How Long Does It Take To Get A Green Card After Marriage?

The Timeline Required To Get A Marriage-based Green Card

There are thousands of couples getting married every year. Among those that do are foreign spouses that marry American citizens and need to start their journey towards U.S. citizenship. The foreign spouse becomes eligible for a marriage-based green card.

There’s no specific timeline available. Every situation and every marriage is unique. Different factors influence the timeline, including:

  • the evidence submitted
  • whether you’re married to a green card holder or a U.S. citizen
  • where you currently live
  • the current location of the American spouse

The entire wait time for a marriage-based green card lasts between 9-36 months.

The USCIS (United States Citizenship and Immigration Services) offered four types of green cards, and the marriage-based green card is one of them.

The American spouse starts the process by submitting a petition for the foreign spouse. A petition for an immigrant visa is presented first, followed by one for a green card.

Before the visa and green card are issued, an in-depth verification process is done by the USCIS. How quickly the visa is processed depends on how quickly the agency verifies the documentation.

One of the best things about the marriage-based green card is that there’s no limit to how many visas are issued per year, which means not having to wait for a quota. Nonetheless, you’ll still have to wait at least ten months for the entire process to be completed.

Marriage-based Green Card for Those Married to A U.S. Citizen

If you’re a foreigner and get married to a U.S. citizen by birth or via neutralization, then the visa process might take 10-17 months. It takes a much shorter time if they’re living in the United States.

Marriage-based Green Card for Those Married to A U.S. Green Card Holder

For someone married to a U.S. green card holder, it takes much longer. If your spouse has a permanent residence in the United States as a green card holder, the approximate wait time is 29-38 months. If they don’t live in the U.S. due to personal or professional reasons, the approximate time frame is 23-32 months.

Marriage-based Green Card Process

This section explains how the process is from beginning to end to understand better what happens within the said timelines. A green card can be applied for in two scenarios, either through consular processing or via a concurrent filing with the USCIS.

1. Consular processing

If you’re a United States citizen married to a foreigner who lives abroad, you must undergo consular processing. The following are the steps one should expect.

  • Petition for Alien Relative (File Form I-130)

The first required step is filing a petition with the USCIS to bring in an alien to America. Your spouse will be categorized as an “immediate relative.”

Form I-130 establishes the validity of a marriage to avoid fraudulent marriages. A citizen or the green card holder can sign the form as the sponsor, and the foreign spouse is termed the beneficiary. It takes approximately 7-10 months for the USCIS to confirm all the details in the documents.
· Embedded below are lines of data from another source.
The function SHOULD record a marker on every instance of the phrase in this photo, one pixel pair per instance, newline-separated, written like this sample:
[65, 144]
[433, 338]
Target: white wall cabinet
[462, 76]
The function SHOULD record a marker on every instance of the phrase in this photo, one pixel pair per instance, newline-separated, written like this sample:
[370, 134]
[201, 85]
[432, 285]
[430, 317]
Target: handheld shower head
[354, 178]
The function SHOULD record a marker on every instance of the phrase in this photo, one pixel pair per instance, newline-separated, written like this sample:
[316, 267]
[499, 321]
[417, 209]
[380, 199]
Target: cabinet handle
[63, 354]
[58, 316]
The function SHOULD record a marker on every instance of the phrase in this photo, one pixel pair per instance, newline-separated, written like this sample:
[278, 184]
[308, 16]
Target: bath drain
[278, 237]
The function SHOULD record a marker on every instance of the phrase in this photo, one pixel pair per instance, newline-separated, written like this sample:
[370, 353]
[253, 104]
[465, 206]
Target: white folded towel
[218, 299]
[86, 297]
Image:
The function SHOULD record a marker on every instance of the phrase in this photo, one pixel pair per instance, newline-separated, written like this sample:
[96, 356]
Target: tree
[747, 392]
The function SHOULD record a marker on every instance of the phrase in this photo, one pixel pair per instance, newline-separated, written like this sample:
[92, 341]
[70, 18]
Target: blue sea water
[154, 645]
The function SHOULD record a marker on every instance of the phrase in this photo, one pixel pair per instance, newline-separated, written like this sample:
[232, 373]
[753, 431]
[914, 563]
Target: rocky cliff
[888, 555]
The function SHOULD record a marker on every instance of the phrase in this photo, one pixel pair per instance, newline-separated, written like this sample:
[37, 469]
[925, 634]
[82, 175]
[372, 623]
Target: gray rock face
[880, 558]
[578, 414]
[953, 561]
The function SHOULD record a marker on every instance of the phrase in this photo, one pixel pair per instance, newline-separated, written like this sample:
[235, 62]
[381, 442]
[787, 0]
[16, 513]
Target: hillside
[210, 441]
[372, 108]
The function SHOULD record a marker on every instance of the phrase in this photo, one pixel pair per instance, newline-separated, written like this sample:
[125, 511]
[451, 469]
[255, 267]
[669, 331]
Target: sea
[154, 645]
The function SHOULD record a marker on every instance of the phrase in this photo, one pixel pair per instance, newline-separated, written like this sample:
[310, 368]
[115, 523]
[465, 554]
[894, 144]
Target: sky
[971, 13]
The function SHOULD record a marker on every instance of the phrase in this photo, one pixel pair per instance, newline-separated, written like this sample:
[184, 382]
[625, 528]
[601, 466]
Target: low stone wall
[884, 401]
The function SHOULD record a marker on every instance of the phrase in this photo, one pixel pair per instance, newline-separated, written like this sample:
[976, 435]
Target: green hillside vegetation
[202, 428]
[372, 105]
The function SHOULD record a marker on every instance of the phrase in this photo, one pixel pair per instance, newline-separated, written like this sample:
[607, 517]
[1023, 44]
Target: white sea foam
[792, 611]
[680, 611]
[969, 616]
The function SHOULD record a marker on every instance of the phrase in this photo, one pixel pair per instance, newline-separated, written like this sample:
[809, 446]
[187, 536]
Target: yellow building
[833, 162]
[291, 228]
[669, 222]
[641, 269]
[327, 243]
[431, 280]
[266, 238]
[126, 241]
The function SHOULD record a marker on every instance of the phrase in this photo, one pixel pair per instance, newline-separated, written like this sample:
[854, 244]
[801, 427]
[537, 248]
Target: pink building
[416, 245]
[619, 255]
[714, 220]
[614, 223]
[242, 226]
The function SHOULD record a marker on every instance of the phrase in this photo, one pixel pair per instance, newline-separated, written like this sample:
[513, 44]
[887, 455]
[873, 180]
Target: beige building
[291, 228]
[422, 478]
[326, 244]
  • Green Card Application

Officials at the National Visa Center get the form once the USCIS approves it, and they gather relevant documents to issue the green card. The process can take a minimum of 3-5 months. Afterward, the necessary paperwork is then forwarded to the relevant consulate or embassy.

  • Interview and Approval

The foreign spouse visits the relevant consulate to attend a green card interview. Some things need to be done before attending the interview, and they shall be specified. The approval takes 1-2 months, and the foreign spouse can come into the U.S.

2. Concurrent filing with the USCIS

The process is much easier if the nonimmigrant spouse lives in the U.S. on a K-1 visa. There’s no need to seek immigrant entry to the country, and only the legitimacy of the marriage needs to be established.

It involves two steps. The first is to file Form I-485, an application to register permanent residence or adjust status, and it only takes one month. The second one is the interview and approval, which takes approximately 10-13 months to issue the green card.

Conclusion

Getting a green card is not a quick process. At first, the entire process may seem intimidating, but everything will go smoothly with proper planning and a little patience. However, it is essential to gain as much information as possible before getting started, using reliable online resources, or talking to an immigration attorney.